I started the Billy the Drummer CBD line with the Kauai Hemp Company. I like pot a lot. [Laughs.] And this isn’t pot, of course—it’s hemp. But, my favorite thing that I did is I walked out in the middle of their field, and I was surrounded by all this green. It’s about time—now that hemp is legal, it’s a lot of fun. It’s a really good product. I went and visited where they manufacture it—where they grow it on the other side of the island. And I’m impressed—just the amount of equipment that’s needed to make it filtered to the highest quality possible and to make it medical grade is impressive.
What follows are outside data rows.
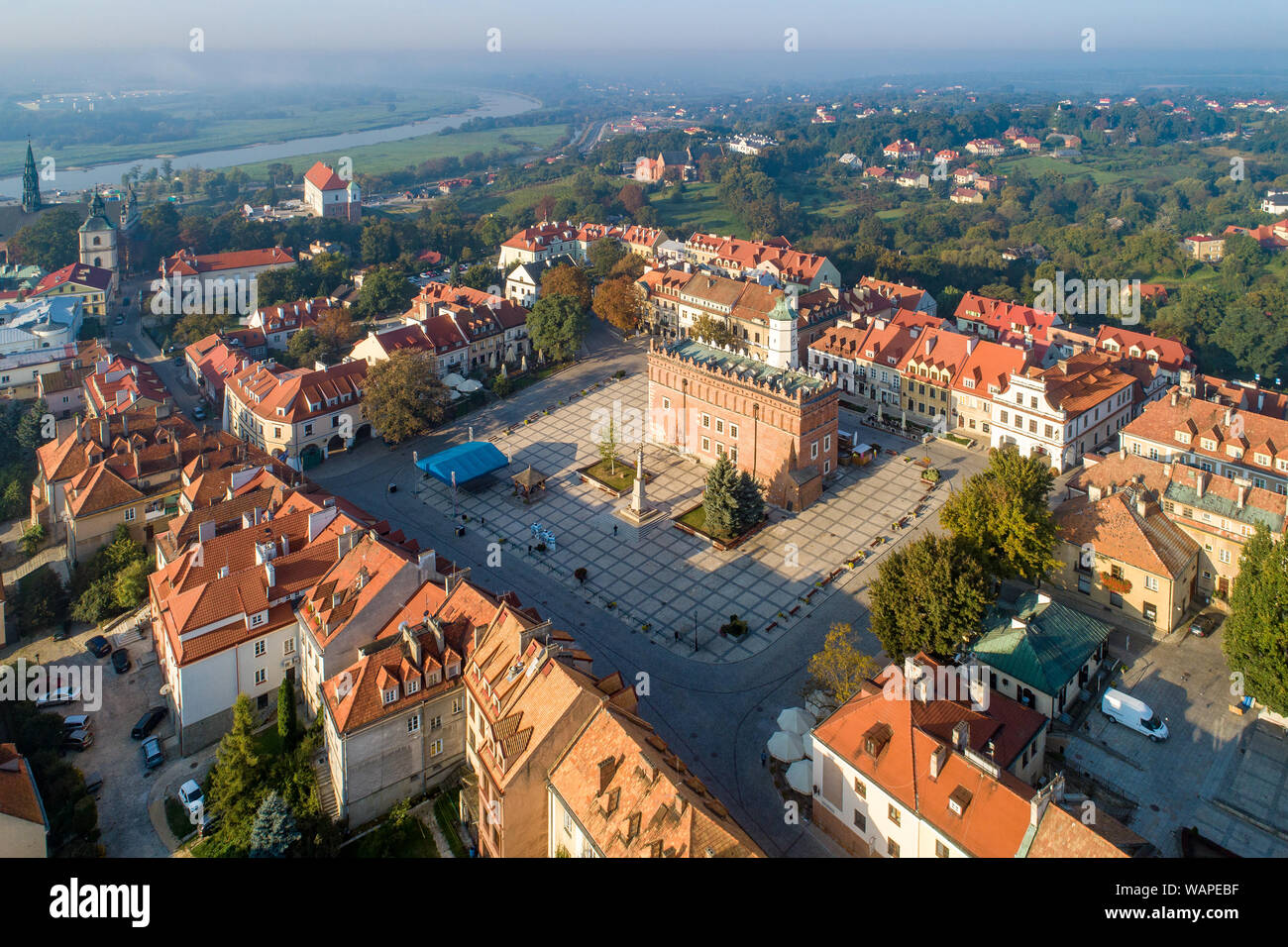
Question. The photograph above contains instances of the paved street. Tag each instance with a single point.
(1218, 771)
(716, 716)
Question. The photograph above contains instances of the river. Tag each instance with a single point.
(493, 105)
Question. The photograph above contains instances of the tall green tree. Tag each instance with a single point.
(928, 595)
(557, 325)
(403, 397)
(1003, 518)
(274, 830)
(720, 499)
(239, 774)
(286, 722)
(1256, 633)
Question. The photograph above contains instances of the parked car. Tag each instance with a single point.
(153, 755)
(77, 722)
(78, 740)
(193, 800)
(58, 697)
(1133, 714)
(149, 722)
(1205, 624)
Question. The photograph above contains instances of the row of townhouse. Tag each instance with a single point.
(127, 470)
(925, 777)
(554, 239)
(467, 330)
(793, 269)
(415, 671)
(914, 367)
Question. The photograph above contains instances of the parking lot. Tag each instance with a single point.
(1220, 772)
(123, 802)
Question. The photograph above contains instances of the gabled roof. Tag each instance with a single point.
(1038, 641)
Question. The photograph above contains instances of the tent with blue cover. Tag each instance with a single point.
(469, 462)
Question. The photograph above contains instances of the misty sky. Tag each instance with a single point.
(604, 26)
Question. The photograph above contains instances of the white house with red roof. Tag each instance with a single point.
(326, 193)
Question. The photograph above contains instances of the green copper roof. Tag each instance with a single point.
(1047, 650)
(787, 380)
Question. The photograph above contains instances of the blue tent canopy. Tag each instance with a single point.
(469, 460)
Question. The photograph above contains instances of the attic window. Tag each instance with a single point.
(876, 740)
(958, 800)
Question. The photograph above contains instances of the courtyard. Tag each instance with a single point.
(660, 579)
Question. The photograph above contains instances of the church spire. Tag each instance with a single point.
(30, 183)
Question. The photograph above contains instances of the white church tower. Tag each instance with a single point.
(782, 334)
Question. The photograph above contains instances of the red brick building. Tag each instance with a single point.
(778, 424)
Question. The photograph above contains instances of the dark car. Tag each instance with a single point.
(153, 755)
(1205, 625)
(149, 722)
(78, 740)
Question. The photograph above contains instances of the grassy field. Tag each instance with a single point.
(1039, 163)
(408, 153)
(513, 204)
(303, 121)
(700, 209)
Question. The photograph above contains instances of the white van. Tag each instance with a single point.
(1132, 712)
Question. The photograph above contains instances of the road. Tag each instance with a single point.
(716, 716)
It takes a lot. So they showed me around the place and they got some amazing flavors. There’s no bad taste—no funny flavors put on it, just a good product and I use a couple drops before I go to bed at night, and snore ya later. People are drinking less and using pot and CBD more. And that’s why this is so good. It’s much better for their bodies, for their minds. Alcohol is strict poison.
Kauai is a great place to live. I have a farm here. We have mango trees growing and bunches of avocados. We’re not doing any line farming anymore or row cropping. We’re just doing those big trees, which is easier. We’ll have an occasional papaya tree around here somewhere. It’s just gorgeous for the eyes. I’m enjoying myself out here. I work out as much as I can and practice the drums. I have a drum set here, of course. And I put music on sometimes and play—I put on Billy & The Kids music and play along to that, which is fun.